1. First, how would you give a biological definition of sex? Give your own definition and what you think it means in the context of society.
2. How do you believe the sexual revolution and counter-revolution, has influenced the events taking place in this class? Support your statements with examples (from textbook or other sources).
3. Examine the different issues at play here. Why do you believe the girls may be more concerned with teen pregnancy and subject of abortion more so than the boys?
4. Why might the boys think condoms and birth control are funny subjects? What influence do you believe the subjects of pornography, prostitution (especially in media), and pre-marital sex have upon adolescents?

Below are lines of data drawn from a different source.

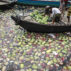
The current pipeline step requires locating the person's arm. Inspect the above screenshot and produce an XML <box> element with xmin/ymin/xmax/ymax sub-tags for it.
<box><xmin>52</xmin><ymin>9</ymin><xmax>55</xmax><ymax>24</ymax></box>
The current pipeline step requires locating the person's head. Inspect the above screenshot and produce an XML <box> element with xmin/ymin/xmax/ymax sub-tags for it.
<box><xmin>45</xmin><ymin>6</ymin><xmax>50</xmax><ymax>14</ymax></box>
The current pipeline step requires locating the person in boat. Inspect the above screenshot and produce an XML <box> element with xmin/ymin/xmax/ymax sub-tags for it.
<box><xmin>49</xmin><ymin>7</ymin><xmax>61</xmax><ymax>24</ymax></box>
<box><xmin>45</xmin><ymin>6</ymin><xmax>50</xmax><ymax>16</ymax></box>
<box><xmin>67</xmin><ymin>6</ymin><xmax>71</xmax><ymax>23</ymax></box>
<box><xmin>64</xmin><ymin>0</ymin><xmax>68</xmax><ymax>8</ymax></box>
<box><xmin>60</xmin><ymin>0</ymin><xmax>64</xmax><ymax>16</ymax></box>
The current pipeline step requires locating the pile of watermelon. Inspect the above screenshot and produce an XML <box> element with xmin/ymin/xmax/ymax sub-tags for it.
<box><xmin>30</xmin><ymin>10</ymin><xmax>49</xmax><ymax>24</ymax></box>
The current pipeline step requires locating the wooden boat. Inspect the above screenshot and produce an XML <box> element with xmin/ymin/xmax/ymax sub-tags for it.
<box><xmin>18</xmin><ymin>0</ymin><xmax>70</xmax><ymax>7</ymax></box>
<box><xmin>0</xmin><ymin>1</ymin><xmax>16</xmax><ymax>10</ymax></box>
<box><xmin>11</xmin><ymin>16</ymin><xmax>71</xmax><ymax>33</ymax></box>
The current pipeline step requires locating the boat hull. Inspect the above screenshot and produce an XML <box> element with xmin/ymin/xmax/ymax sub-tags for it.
<box><xmin>11</xmin><ymin>16</ymin><xmax>71</xmax><ymax>33</ymax></box>
<box><xmin>18</xmin><ymin>0</ymin><xmax>70</xmax><ymax>7</ymax></box>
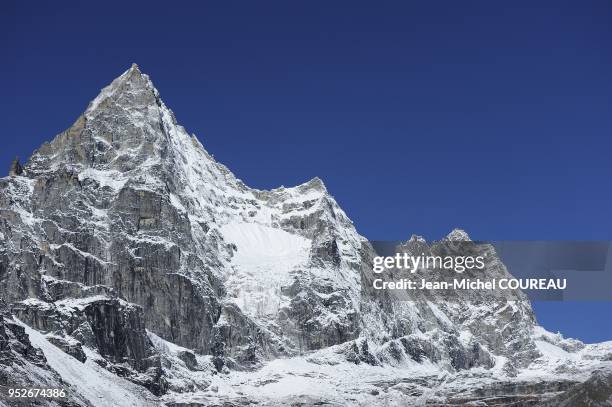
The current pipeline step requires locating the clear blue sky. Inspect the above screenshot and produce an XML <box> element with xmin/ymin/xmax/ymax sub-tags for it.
<box><xmin>0</xmin><ymin>0</ymin><xmax>612</xmax><ymax>341</ymax></box>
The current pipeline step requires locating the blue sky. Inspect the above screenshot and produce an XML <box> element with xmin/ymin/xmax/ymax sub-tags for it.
<box><xmin>0</xmin><ymin>0</ymin><xmax>612</xmax><ymax>341</ymax></box>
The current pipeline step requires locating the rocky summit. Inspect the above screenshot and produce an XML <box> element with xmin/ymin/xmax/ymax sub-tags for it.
<box><xmin>0</xmin><ymin>65</ymin><xmax>612</xmax><ymax>407</ymax></box>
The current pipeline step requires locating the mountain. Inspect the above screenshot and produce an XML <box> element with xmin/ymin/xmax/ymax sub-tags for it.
<box><xmin>0</xmin><ymin>65</ymin><xmax>612</xmax><ymax>406</ymax></box>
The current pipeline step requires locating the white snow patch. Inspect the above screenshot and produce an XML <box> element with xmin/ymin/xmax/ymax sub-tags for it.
<box><xmin>220</xmin><ymin>223</ymin><xmax>311</xmax><ymax>316</ymax></box>
<box><xmin>17</xmin><ymin>320</ymin><xmax>158</xmax><ymax>407</ymax></box>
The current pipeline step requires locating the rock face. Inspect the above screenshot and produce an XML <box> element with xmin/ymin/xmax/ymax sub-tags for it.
<box><xmin>0</xmin><ymin>65</ymin><xmax>599</xmax><ymax>405</ymax></box>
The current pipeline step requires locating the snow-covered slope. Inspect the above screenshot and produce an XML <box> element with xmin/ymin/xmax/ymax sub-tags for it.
<box><xmin>0</xmin><ymin>65</ymin><xmax>610</xmax><ymax>406</ymax></box>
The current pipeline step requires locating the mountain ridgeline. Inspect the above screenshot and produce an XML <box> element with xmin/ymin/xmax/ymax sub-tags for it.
<box><xmin>0</xmin><ymin>65</ymin><xmax>612</xmax><ymax>406</ymax></box>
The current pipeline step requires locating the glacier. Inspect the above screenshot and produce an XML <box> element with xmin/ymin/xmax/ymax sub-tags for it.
<box><xmin>0</xmin><ymin>65</ymin><xmax>612</xmax><ymax>407</ymax></box>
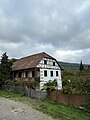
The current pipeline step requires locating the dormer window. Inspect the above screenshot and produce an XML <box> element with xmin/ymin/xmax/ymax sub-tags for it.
<box><xmin>44</xmin><ymin>60</ymin><xmax>47</xmax><ymax>65</ymax></box>
<box><xmin>53</xmin><ymin>62</ymin><xmax>55</xmax><ymax>66</ymax></box>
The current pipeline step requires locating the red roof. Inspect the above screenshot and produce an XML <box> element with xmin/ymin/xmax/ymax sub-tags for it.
<box><xmin>12</xmin><ymin>52</ymin><xmax>55</xmax><ymax>71</ymax></box>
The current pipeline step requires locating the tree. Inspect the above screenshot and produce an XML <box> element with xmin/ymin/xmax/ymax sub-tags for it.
<box><xmin>79</xmin><ymin>60</ymin><xmax>84</xmax><ymax>71</ymax></box>
<box><xmin>0</xmin><ymin>52</ymin><xmax>12</xmax><ymax>84</ymax></box>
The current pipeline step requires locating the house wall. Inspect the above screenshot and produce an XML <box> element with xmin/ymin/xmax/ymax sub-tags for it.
<box><xmin>37</xmin><ymin>58</ymin><xmax>62</xmax><ymax>89</ymax></box>
<box><xmin>14</xmin><ymin>70</ymin><xmax>33</xmax><ymax>80</ymax></box>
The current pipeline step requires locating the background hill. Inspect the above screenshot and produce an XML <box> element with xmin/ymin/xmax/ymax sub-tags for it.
<box><xmin>58</xmin><ymin>61</ymin><xmax>88</xmax><ymax>72</ymax></box>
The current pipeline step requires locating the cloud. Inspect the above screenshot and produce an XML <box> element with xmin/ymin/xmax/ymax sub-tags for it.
<box><xmin>0</xmin><ymin>0</ymin><xmax>90</xmax><ymax>63</ymax></box>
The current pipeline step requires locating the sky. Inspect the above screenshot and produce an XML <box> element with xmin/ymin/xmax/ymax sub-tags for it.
<box><xmin>0</xmin><ymin>0</ymin><xmax>90</xmax><ymax>64</ymax></box>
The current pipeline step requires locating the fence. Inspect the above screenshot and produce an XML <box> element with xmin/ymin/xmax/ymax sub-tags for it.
<box><xmin>3</xmin><ymin>85</ymin><xmax>47</xmax><ymax>99</ymax></box>
<box><xmin>49</xmin><ymin>90</ymin><xmax>86</xmax><ymax>105</ymax></box>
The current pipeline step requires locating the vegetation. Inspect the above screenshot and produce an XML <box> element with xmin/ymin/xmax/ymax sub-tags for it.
<box><xmin>0</xmin><ymin>52</ymin><xmax>12</xmax><ymax>85</ymax></box>
<box><xmin>79</xmin><ymin>60</ymin><xmax>84</xmax><ymax>71</ymax></box>
<box><xmin>0</xmin><ymin>90</ymin><xmax>90</xmax><ymax>120</ymax></box>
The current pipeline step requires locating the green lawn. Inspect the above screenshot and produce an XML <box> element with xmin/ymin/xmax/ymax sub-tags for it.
<box><xmin>0</xmin><ymin>90</ymin><xmax>90</xmax><ymax>120</ymax></box>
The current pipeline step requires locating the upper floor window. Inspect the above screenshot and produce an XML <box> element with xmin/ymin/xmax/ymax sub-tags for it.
<box><xmin>56</xmin><ymin>71</ymin><xmax>58</xmax><ymax>76</ymax></box>
<box><xmin>18</xmin><ymin>72</ymin><xmax>22</xmax><ymax>78</ymax></box>
<box><xmin>53</xmin><ymin>62</ymin><xmax>55</xmax><ymax>66</ymax></box>
<box><xmin>44</xmin><ymin>60</ymin><xmax>47</xmax><ymax>65</ymax></box>
<box><xmin>25</xmin><ymin>71</ymin><xmax>28</xmax><ymax>78</ymax></box>
<box><xmin>51</xmin><ymin>71</ymin><xmax>53</xmax><ymax>77</ymax></box>
<box><xmin>44</xmin><ymin>70</ymin><xmax>47</xmax><ymax>77</ymax></box>
<box><xmin>32</xmin><ymin>71</ymin><xmax>35</xmax><ymax>77</ymax></box>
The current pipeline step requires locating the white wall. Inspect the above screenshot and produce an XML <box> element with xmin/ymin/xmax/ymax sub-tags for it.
<box><xmin>37</xmin><ymin>58</ymin><xmax>62</xmax><ymax>89</ymax></box>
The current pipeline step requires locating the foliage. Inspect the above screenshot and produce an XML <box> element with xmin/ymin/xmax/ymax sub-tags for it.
<box><xmin>5</xmin><ymin>80</ymin><xmax>35</xmax><ymax>89</ymax></box>
<box><xmin>79</xmin><ymin>60</ymin><xmax>84</xmax><ymax>71</ymax></box>
<box><xmin>0</xmin><ymin>52</ymin><xmax>12</xmax><ymax>84</ymax></box>
<box><xmin>44</xmin><ymin>80</ymin><xmax>57</xmax><ymax>91</ymax></box>
<box><xmin>0</xmin><ymin>90</ymin><xmax>90</xmax><ymax>120</ymax></box>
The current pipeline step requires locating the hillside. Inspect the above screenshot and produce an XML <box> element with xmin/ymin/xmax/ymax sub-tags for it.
<box><xmin>58</xmin><ymin>61</ymin><xmax>88</xmax><ymax>72</ymax></box>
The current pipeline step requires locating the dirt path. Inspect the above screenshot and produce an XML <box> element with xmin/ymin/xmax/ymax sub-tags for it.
<box><xmin>0</xmin><ymin>97</ymin><xmax>54</xmax><ymax>120</ymax></box>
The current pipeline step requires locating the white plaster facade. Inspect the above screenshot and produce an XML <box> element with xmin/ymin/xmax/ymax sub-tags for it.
<box><xmin>37</xmin><ymin>58</ymin><xmax>62</xmax><ymax>89</ymax></box>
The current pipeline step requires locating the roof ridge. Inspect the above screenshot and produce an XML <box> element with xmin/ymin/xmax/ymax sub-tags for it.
<box><xmin>19</xmin><ymin>52</ymin><xmax>45</xmax><ymax>60</ymax></box>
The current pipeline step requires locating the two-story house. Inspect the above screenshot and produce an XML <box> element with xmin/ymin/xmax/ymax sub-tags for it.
<box><xmin>12</xmin><ymin>52</ymin><xmax>62</xmax><ymax>90</ymax></box>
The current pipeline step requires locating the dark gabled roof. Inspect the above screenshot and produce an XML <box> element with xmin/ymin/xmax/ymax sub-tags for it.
<box><xmin>12</xmin><ymin>52</ymin><xmax>56</xmax><ymax>71</ymax></box>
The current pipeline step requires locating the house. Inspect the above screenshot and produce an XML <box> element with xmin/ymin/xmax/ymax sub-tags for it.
<box><xmin>12</xmin><ymin>52</ymin><xmax>62</xmax><ymax>90</ymax></box>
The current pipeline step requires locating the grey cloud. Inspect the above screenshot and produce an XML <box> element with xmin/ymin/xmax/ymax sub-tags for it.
<box><xmin>0</xmin><ymin>0</ymin><xmax>90</xmax><ymax>63</ymax></box>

5. Examine the three theoretical analyses of sexuality. Which one do you believe applies to this situation? According to information from the textbook, which theory do you believe these children probably believe?
6. What influence do you believe the recent gay rights movement has had on this classroom environment? What does the textbook have to say regarding matters of sexual orientation?
7. Why do you think both the boys and girls may have equal opinions regarding matters of abortion? Explain the two major positions of abortion and how this may influence the different generations.